ABA President James R. Silkenat, describing the nation’s indigent defense system as “in crisis,” expressed the ABA’s support this month for the creation of a National Commission on Indigent Defense.
“The ABA has been pleased and is grateful for the ongoing dialogue between the Department of Justice and the indigent defense community, as well as for the steps the Department has taken to address the ongoing crisis in indigent defense systems,” Silkenat wrote in an Oct. 15 letter to Attorney General Eric H. Holder Jr. “We believe that the creation of a commission…will help the criminal justice system do more than simply commemorate the passing of time” since the landmark 1963 ruling in Gideon v. Wainwright, Silkenat added. The Gideon ruling, which held that the federal and state courts are constitutionally required under the Sixth and Fourteenth amendments to provide counsel to indigent defendants, reached its 50th anniversary this year.

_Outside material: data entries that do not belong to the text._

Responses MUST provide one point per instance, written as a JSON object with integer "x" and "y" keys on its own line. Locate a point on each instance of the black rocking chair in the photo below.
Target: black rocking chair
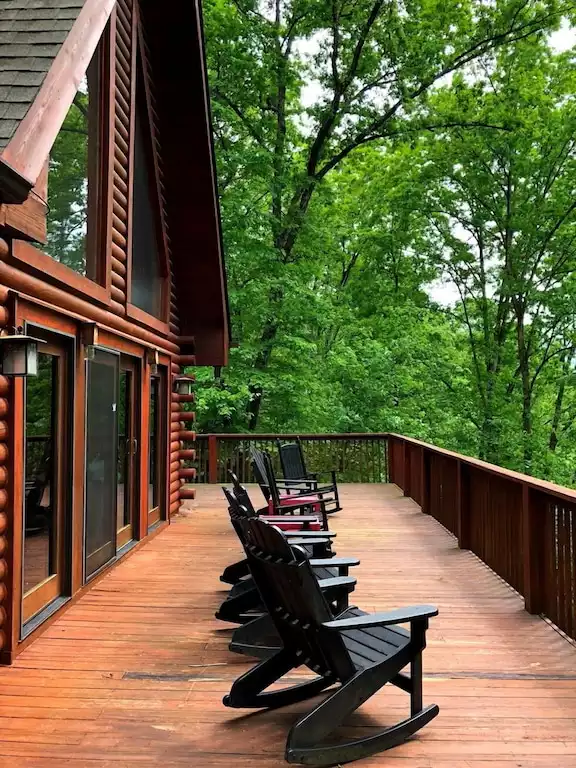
{"x": 293, "y": 466}
{"x": 317, "y": 543}
{"x": 287, "y": 496}
{"x": 360, "y": 651}
{"x": 258, "y": 636}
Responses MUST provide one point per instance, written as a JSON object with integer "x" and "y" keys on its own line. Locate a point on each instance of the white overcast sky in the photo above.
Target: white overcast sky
{"x": 443, "y": 291}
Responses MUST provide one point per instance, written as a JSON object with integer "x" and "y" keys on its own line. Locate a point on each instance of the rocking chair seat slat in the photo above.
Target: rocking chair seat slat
{"x": 372, "y": 646}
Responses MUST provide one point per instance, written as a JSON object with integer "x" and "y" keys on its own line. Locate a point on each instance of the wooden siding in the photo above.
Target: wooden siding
{"x": 134, "y": 673}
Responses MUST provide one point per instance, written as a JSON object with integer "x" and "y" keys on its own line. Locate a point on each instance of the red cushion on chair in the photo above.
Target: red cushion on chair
{"x": 287, "y": 499}
{"x": 294, "y": 525}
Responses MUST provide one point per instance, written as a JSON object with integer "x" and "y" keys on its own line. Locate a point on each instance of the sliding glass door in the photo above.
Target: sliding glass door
{"x": 128, "y": 451}
{"x": 157, "y": 449}
{"x": 102, "y": 378}
{"x": 47, "y": 439}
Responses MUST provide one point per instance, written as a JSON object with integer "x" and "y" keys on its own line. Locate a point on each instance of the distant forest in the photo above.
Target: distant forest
{"x": 397, "y": 184}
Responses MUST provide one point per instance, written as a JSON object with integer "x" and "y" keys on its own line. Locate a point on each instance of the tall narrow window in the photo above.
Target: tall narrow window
{"x": 74, "y": 178}
{"x": 147, "y": 280}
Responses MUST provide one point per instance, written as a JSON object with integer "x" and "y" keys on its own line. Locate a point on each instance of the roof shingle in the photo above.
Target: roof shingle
{"x": 31, "y": 34}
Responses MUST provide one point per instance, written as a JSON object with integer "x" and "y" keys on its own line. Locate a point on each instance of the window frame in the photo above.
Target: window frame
{"x": 30, "y": 257}
{"x": 142, "y": 105}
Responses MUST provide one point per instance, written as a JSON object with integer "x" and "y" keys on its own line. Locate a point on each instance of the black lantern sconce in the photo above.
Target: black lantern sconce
{"x": 153, "y": 360}
{"x": 19, "y": 354}
{"x": 183, "y": 385}
{"x": 90, "y": 339}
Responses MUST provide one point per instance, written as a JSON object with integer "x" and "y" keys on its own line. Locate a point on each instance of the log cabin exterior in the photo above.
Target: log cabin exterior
{"x": 110, "y": 254}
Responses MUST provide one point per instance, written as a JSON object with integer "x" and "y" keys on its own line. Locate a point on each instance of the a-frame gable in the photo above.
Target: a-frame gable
{"x": 47, "y": 44}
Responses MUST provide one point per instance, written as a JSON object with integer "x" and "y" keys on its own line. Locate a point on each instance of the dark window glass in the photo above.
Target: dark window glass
{"x": 146, "y": 274}
{"x": 124, "y": 448}
{"x": 40, "y": 542}
{"x": 154, "y": 432}
{"x": 101, "y": 459}
{"x": 73, "y": 180}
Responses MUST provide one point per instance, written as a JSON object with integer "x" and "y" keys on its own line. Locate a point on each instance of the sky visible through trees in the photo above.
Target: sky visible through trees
{"x": 397, "y": 190}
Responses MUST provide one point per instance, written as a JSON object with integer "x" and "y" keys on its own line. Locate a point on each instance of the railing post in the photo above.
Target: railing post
{"x": 462, "y": 506}
{"x": 425, "y": 482}
{"x": 212, "y": 459}
{"x": 406, "y": 468}
{"x": 534, "y": 511}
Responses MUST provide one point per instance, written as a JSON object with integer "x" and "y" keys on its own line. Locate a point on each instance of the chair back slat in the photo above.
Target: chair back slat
{"x": 270, "y": 474}
{"x": 292, "y": 461}
{"x": 294, "y": 599}
{"x": 241, "y": 495}
{"x": 260, "y": 471}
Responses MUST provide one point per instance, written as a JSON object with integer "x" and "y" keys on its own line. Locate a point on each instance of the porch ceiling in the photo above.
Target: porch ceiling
{"x": 134, "y": 673}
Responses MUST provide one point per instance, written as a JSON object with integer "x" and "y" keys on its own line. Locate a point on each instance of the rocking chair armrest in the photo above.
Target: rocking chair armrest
{"x": 297, "y": 486}
{"x": 329, "y": 562}
{"x": 298, "y": 504}
{"x": 289, "y": 518}
{"x": 337, "y": 581}
{"x": 397, "y": 616}
{"x": 306, "y": 542}
{"x": 288, "y": 482}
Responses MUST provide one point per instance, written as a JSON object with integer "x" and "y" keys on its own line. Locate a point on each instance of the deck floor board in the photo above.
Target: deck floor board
{"x": 133, "y": 674}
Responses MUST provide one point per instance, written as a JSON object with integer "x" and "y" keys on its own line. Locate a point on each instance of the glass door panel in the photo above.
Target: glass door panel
{"x": 102, "y": 376}
{"x": 156, "y": 450}
{"x": 127, "y": 489}
{"x": 45, "y": 495}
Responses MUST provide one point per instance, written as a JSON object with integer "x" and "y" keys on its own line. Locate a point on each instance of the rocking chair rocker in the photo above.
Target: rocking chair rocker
{"x": 360, "y": 651}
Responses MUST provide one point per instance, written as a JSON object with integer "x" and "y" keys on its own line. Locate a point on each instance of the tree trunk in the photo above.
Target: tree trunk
{"x": 524, "y": 368}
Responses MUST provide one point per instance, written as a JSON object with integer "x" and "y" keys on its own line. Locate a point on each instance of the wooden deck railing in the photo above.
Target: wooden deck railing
{"x": 358, "y": 458}
{"x": 523, "y": 528}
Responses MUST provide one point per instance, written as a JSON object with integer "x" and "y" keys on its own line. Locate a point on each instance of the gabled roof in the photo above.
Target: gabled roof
{"x": 45, "y": 49}
{"x": 31, "y": 33}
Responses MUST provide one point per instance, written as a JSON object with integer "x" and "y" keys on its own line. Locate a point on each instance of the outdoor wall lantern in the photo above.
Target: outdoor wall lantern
{"x": 90, "y": 339}
{"x": 19, "y": 354}
{"x": 153, "y": 359}
{"x": 183, "y": 385}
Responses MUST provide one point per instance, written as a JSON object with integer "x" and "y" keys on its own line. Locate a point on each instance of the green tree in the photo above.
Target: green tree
{"x": 373, "y": 65}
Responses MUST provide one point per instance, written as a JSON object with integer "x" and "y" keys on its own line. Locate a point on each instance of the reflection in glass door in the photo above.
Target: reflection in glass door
{"x": 156, "y": 450}
{"x": 46, "y": 440}
{"x": 127, "y": 490}
{"x": 102, "y": 376}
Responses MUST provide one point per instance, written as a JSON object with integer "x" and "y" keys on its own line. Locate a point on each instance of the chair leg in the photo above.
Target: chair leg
{"x": 233, "y": 573}
{"x": 234, "y": 608}
{"x": 258, "y": 638}
{"x": 305, "y": 740}
{"x": 355, "y": 750}
{"x": 249, "y": 690}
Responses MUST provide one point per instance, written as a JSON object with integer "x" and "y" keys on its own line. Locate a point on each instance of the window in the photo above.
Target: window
{"x": 147, "y": 281}
{"x": 74, "y": 179}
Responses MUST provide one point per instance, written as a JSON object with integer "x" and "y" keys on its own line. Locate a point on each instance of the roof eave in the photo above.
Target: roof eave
{"x": 14, "y": 188}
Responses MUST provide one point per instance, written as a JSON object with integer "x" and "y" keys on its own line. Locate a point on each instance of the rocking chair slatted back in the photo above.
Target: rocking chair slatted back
{"x": 260, "y": 472}
{"x": 294, "y": 600}
{"x": 292, "y": 460}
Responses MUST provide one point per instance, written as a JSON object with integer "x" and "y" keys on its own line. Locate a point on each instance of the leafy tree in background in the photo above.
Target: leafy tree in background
{"x": 502, "y": 212}
{"x": 68, "y": 188}
{"x": 374, "y": 65}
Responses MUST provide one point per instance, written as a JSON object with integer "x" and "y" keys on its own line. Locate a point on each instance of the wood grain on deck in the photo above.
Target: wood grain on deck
{"x": 134, "y": 673}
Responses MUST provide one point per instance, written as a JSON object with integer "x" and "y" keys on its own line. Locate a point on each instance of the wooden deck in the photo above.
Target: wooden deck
{"x": 134, "y": 673}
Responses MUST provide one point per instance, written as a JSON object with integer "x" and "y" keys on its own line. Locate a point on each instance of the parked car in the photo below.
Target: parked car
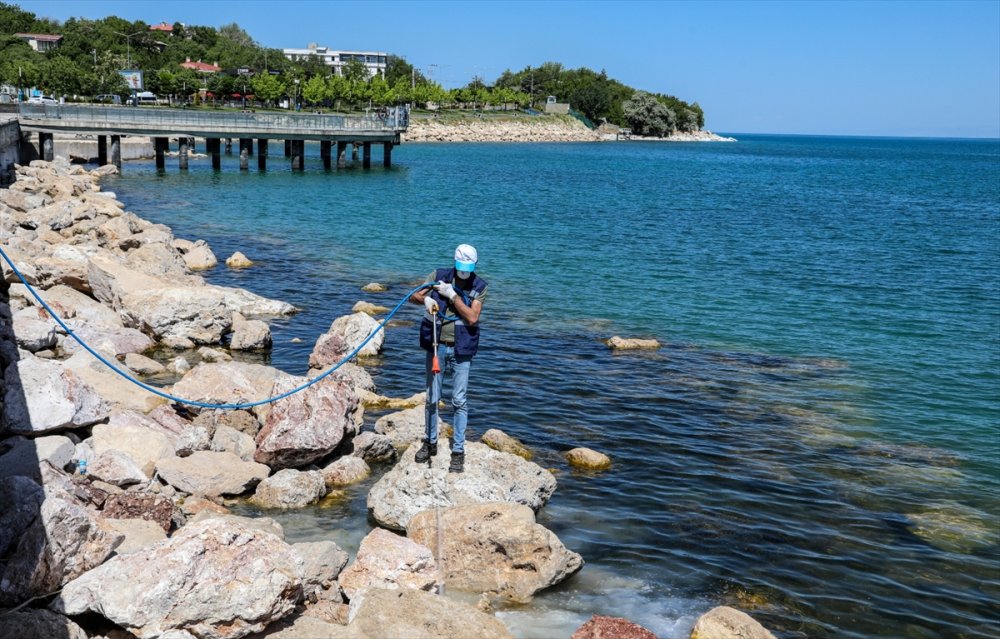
{"x": 143, "y": 97}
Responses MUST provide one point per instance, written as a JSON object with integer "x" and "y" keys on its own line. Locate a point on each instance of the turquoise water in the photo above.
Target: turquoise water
{"x": 817, "y": 442}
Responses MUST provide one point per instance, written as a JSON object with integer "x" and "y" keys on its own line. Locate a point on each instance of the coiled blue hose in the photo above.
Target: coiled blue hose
{"x": 189, "y": 402}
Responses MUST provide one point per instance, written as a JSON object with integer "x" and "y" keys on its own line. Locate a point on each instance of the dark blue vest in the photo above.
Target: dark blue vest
{"x": 466, "y": 337}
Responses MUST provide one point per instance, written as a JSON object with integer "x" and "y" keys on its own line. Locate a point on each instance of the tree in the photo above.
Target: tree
{"x": 267, "y": 87}
{"x": 647, "y": 115}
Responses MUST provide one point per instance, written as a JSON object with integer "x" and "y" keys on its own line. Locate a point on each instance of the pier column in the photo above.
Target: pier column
{"x": 324, "y": 152}
{"x": 102, "y": 150}
{"x": 213, "y": 146}
{"x": 298, "y": 150}
{"x": 116, "y": 151}
{"x": 159, "y": 148}
{"x": 262, "y": 154}
{"x": 45, "y": 146}
{"x": 341, "y": 155}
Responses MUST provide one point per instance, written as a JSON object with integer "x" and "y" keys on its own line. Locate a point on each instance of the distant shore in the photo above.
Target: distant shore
{"x": 526, "y": 129}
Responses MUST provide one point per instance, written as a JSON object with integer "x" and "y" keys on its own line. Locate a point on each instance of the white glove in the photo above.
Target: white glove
{"x": 445, "y": 290}
{"x": 430, "y": 305}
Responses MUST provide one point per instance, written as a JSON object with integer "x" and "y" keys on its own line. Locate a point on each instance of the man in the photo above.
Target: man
{"x": 454, "y": 304}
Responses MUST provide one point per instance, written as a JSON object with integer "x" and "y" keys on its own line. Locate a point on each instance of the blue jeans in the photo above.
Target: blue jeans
{"x": 459, "y": 366}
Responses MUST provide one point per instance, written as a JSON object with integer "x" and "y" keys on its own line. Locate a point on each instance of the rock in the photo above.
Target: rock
{"x": 369, "y": 309}
{"x": 141, "y": 505}
{"x": 264, "y": 524}
{"x": 33, "y": 333}
{"x": 415, "y": 613}
{"x": 238, "y": 260}
{"x": 41, "y": 396}
{"x": 373, "y": 448}
{"x": 200, "y": 257}
{"x": 587, "y": 458}
{"x": 64, "y": 542}
{"x": 144, "y": 365}
{"x": 628, "y": 343}
{"x": 489, "y": 476}
{"x": 210, "y": 474}
{"x": 36, "y": 623}
{"x": 230, "y": 440}
{"x": 116, "y": 468}
{"x": 144, "y": 446}
{"x": 345, "y": 335}
{"x": 177, "y": 584}
{"x": 407, "y": 426}
{"x": 22, "y": 498}
{"x": 600, "y": 627}
{"x": 386, "y": 560}
{"x": 22, "y": 456}
{"x": 322, "y": 562}
{"x": 345, "y": 471}
{"x": 250, "y": 335}
{"x": 501, "y": 441}
{"x": 496, "y": 549}
{"x": 306, "y": 426}
{"x": 289, "y": 489}
{"x": 192, "y": 440}
{"x": 139, "y": 534}
{"x": 724, "y": 622}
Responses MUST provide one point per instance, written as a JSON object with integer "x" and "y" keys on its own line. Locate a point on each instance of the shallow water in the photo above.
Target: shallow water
{"x": 817, "y": 442}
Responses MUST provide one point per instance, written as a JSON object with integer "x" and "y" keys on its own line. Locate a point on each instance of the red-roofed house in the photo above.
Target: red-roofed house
{"x": 40, "y": 42}
{"x": 201, "y": 67}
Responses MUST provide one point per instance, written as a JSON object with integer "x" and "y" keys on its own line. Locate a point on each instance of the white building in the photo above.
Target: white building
{"x": 374, "y": 61}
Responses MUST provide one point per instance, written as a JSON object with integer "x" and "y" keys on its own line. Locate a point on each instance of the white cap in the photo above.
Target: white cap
{"x": 466, "y": 257}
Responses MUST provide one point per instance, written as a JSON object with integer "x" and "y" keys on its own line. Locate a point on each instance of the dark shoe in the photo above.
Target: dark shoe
{"x": 426, "y": 452}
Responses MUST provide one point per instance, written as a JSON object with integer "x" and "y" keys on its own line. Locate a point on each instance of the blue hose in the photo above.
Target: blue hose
{"x": 188, "y": 402}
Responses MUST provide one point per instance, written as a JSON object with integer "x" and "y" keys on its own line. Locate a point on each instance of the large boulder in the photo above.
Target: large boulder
{"x": 41, "y": 396}
{"x": 211, "y": 474}
{"x": 724, "y": 622}
{"x": 346, "y": 334}
{"x": 65, "y": 541}
{"x": 289, "y": 488}
{"x": 490, "y": 476}
{"x": 215, "y": 579}
{"x": 144, "y": 446}
{"x": 386, "y": 560}
{"x": 496, "y": 549}
{"x": 308, "y": 425}
{"x": 416, "y": 614}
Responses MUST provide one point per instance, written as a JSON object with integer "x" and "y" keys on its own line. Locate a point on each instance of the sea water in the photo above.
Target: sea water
{"x": 817, "y": 441}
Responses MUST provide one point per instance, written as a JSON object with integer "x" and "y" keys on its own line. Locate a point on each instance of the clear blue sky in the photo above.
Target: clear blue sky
{"x": 852, "y": 68}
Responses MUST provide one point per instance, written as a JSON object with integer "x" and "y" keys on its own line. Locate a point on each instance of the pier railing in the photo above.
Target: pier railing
{"x": 392, "y": 120}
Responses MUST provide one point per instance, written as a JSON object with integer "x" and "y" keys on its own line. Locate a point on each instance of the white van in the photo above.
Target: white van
{"x": 143, "y": 97}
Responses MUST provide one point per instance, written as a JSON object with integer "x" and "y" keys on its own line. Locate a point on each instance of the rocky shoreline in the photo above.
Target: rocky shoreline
{"x": 116, "y": 520}
{"x": 527, "y": 129}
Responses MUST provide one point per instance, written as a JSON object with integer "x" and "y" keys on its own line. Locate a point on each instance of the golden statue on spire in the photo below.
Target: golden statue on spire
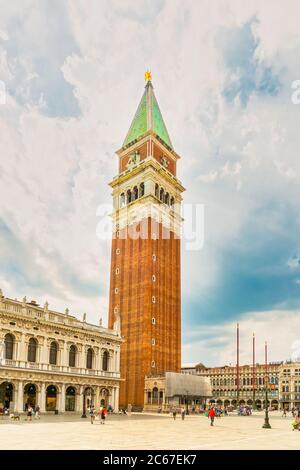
{"x": 148, "y": 76}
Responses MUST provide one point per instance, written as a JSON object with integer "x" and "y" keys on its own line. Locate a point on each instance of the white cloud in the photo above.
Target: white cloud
{"x": 54, "y": 172}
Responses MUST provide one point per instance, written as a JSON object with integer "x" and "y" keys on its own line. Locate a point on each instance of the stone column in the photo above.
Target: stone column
{"x": 42, "y": 402}
{"x": 118, "y": 360}
{"x": 65, "y": 355}
{"x": 116, "y": 407}
{"x": 113, "y": 397}
{"x": 62, "y": 402}
{"x": 23, "y": 349}
{"x": 19, "y": 399}
{"x": 78, "y": 400}
{"x": 97, "y": 399}
{"x": 44, "y": 356}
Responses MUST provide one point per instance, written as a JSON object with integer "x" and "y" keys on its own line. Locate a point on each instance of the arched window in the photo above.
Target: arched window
{"x": 32, "y": 347}
{"x": 53, "y": 353}
{"x": 161, "y": 194}
{"x": 89, "y": 359}
{"x": 9, "y": 346}
{"x": 155, "y": 396}
{"x": 105, "y": 361}
{"x": 72, "y": 356}
{"x": 122, "y": 200}
{"x": 70, "y": 399}
{"x": 135, "y": 193}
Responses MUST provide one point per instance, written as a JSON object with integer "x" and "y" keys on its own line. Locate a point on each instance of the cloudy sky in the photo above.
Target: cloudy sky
{"x": 223, "y": 73}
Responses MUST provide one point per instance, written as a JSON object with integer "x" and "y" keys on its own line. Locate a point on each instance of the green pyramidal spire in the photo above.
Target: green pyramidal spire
{"x": 148, "y": 117}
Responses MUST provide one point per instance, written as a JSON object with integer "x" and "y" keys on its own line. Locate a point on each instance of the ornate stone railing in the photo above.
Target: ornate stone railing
{"x": 57, "y": 368}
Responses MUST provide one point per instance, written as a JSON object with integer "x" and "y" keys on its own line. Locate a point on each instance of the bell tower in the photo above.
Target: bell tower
{"x": 145, "y": 256}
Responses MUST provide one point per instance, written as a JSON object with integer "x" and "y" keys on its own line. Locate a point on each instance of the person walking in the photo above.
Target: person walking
{"x": 92, "y": 413}
{"x": 103, "y": 415}
{"x": 211, "y": 415}
{"x": 296, "y": 422}
{"x": 29, "y": 412}
{"x": 37, "y": 412}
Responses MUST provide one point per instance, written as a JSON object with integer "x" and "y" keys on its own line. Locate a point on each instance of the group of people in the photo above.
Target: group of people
{"x": 244, "y": 410}
{"x": 296, "y": 415}
{"x": 32, "y": 411}
{"x": 101, "y": 414}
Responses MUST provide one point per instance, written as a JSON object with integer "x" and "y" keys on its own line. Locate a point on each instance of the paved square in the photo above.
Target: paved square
{"x": 141, "y": 431}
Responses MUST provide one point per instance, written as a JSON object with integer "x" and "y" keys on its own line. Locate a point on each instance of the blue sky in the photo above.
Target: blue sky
{"x": 222, "y": 74}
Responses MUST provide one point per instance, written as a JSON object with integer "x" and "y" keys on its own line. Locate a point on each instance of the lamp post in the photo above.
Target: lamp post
{"x": 253, "y": 373}
{"x": 266, "y": 424}
{"x": 187, "y": 402}
{"x": 237, "y": 365}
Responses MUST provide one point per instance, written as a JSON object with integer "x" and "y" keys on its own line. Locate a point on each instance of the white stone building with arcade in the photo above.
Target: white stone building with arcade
{"x": 54, "y": 360}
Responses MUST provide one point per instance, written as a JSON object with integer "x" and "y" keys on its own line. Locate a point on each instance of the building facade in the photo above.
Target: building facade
{"x": 54, "y": 360}
{"x": 145, "y": 257}
{"x": 251, "y": 384}
{"x": 173, "y": 389}
{"x": 289, "y": 385}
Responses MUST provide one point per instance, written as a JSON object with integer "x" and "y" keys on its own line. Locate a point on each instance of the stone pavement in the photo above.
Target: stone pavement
{"x": 141, "y": 431}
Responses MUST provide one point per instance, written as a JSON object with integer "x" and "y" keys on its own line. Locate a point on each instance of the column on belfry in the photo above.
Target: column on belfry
{"x": 19, "y": 400}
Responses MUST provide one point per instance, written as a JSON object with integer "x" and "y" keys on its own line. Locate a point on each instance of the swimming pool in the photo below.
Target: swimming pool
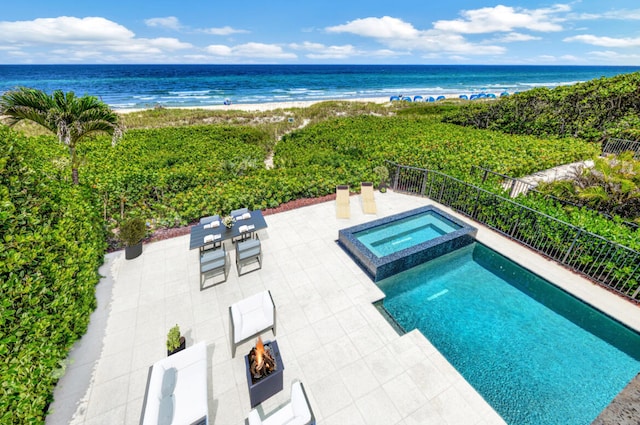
{"x": 404, "y": 233}
{"x": 396, "y": 243}
{"x": 535, "y": 353}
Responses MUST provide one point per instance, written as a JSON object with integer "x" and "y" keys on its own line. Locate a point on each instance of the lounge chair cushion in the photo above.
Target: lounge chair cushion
{"x": 296, "y": 412}
{"x": 188, "y": 401}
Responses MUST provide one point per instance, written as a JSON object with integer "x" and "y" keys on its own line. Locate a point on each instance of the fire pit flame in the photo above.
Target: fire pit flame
{"x": 261, "y": 360}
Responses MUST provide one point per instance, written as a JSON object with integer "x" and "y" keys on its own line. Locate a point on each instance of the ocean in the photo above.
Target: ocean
{"x": 145, "y": 86}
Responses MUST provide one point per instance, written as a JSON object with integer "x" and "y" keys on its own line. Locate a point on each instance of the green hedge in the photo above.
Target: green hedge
{"x": 52, "y": 246}
{"x": 423, "y": 141}
{"x": 589, "y": 110}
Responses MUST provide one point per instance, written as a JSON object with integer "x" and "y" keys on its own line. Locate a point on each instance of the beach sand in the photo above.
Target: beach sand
{"x": 261, "y": 107}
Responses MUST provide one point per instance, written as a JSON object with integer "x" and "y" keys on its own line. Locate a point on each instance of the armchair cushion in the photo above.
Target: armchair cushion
{"x": 296, "y": 412}
{"x": 251, "y": 316}
{"x": 169, "y": 381}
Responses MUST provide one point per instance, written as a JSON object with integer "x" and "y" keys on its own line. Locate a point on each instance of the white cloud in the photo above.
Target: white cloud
{"x": 74, "y": 39}
{"x": 385, "y": 27}
{"x": 504, "y": 19}
{"x": 621, "y": 14}
{"x": 65, "y": 29}
{"x": 605, "y": 41}
{"x": 224, "y": 31}
{"x": 170, "y": 22}
{"x": 616, "y": 57}
{"x": 515, "y": 37}
{"x": 250, "y": 50}
{"x": 399, "y": 35}
{"x": 320, "y": 51}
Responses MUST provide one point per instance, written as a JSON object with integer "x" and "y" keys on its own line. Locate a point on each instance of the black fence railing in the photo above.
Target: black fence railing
{"x": 517, "y": 187}
{"x": 608, "y": 263}
{"x": 616, "y": 146}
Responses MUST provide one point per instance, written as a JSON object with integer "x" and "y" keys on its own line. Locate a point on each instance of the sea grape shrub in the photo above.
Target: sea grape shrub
{"x": 52, "y": 245}
{"x": 591, "y": 110}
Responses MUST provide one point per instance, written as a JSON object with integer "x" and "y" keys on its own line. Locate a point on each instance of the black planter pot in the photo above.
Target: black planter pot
{"x": 180, "y": 348}
{"x": 131, "y": 252}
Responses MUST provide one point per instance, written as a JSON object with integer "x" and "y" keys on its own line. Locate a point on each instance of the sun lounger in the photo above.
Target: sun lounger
{"x": 342, "y": 202}
{"x": 368, "y": 201}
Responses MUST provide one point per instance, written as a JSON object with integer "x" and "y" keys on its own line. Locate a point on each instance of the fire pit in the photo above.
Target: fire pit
{"x": 264, "y": 370}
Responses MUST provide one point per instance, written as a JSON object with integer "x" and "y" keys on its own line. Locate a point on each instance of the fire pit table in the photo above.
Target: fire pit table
{"x": 263, "y": 387}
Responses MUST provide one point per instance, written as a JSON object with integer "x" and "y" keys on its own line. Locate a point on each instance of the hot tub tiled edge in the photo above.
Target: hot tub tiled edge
{"x": 380, "y": 268}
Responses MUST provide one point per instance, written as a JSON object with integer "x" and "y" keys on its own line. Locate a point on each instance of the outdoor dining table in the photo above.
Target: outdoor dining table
{"x": 222, "y": 233}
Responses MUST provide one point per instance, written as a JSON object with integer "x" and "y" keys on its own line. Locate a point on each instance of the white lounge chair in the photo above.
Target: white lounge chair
{"x": 296, "y": 412}
{"x": 250, "y": 317}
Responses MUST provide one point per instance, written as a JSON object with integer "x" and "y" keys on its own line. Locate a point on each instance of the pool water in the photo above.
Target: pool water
{"x": 535, "y": 353}
{"x": 393, "y": 237}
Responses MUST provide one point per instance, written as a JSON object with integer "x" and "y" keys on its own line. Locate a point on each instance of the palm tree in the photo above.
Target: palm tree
{"x": 70, "y": 117}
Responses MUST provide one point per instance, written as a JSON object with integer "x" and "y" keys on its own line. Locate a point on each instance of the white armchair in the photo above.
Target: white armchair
{"x": 296, "y": 412}
{"x": 250, "y": 317}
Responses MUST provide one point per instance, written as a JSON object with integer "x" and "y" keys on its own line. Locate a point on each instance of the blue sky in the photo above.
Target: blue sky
{"x": 588, "y": 32}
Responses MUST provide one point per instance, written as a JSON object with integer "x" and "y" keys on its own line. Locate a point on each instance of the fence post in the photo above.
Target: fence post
{"x": 476, "y": 203}
{"x": 424, "y": 182}
{"x": 397, "y": 176}
{"x": 575, "y": 240}
{"x": 513, "y": 186}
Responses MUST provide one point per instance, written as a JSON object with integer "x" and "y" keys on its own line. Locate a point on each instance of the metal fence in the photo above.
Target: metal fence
{"x": 616, "y": 146}
{"x": 517, "y": 187}
{"x": 606, "y": 262}
{"x": 513, "y": 185}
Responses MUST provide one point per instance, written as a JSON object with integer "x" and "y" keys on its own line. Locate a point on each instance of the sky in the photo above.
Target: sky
{"x": 587, "y": 32}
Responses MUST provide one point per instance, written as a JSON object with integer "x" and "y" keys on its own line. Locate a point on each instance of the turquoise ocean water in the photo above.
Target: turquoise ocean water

He also emphasized the importance of upholding the constitutional obligations as a country to provide legal counsel to those unable to access or afford it. “We as a nation of laws have not kept the promise of Gideon, that the right of counsel is fundamental and essential to a fair trial,” Silkenat said.
He noted that in February 2013 the ABA House of Delegates adopted policy to encourage Congress to create a federally-funded, independent Center for Indigent Defense Services. The purpose of such a center, according to the policy, would be to aid in providing “effective assistance of counsel for the defense of the indigent accused in criminal, juvenile and civil commitment proceedings,” at the state, local, tribal and territorial levels.
“The proposed commission may be but an interim step toward the establishment of a national center for indigent defense,” Silkenat said. “However, the journey toward equal justice for all must begin somewhere.”
He offered some advice regarding the mission and function of the proposed commission, emphasizing that the commission should work quickly and efficiently under a strict deadline, have a clearly defined mission, and look at all defender systems. He said that the commission should not retrace the steps of numerous blue-ribbon panels that have sufficiently documented the persistent problem in fulfilling the constitutional indigent defense mandate but should “focus on solutions and set goals for achieving them.”
“The ABA stands ready to assist, and to bring to the table extensive experience and expertise in the area of indigent defense,” Silkenat said.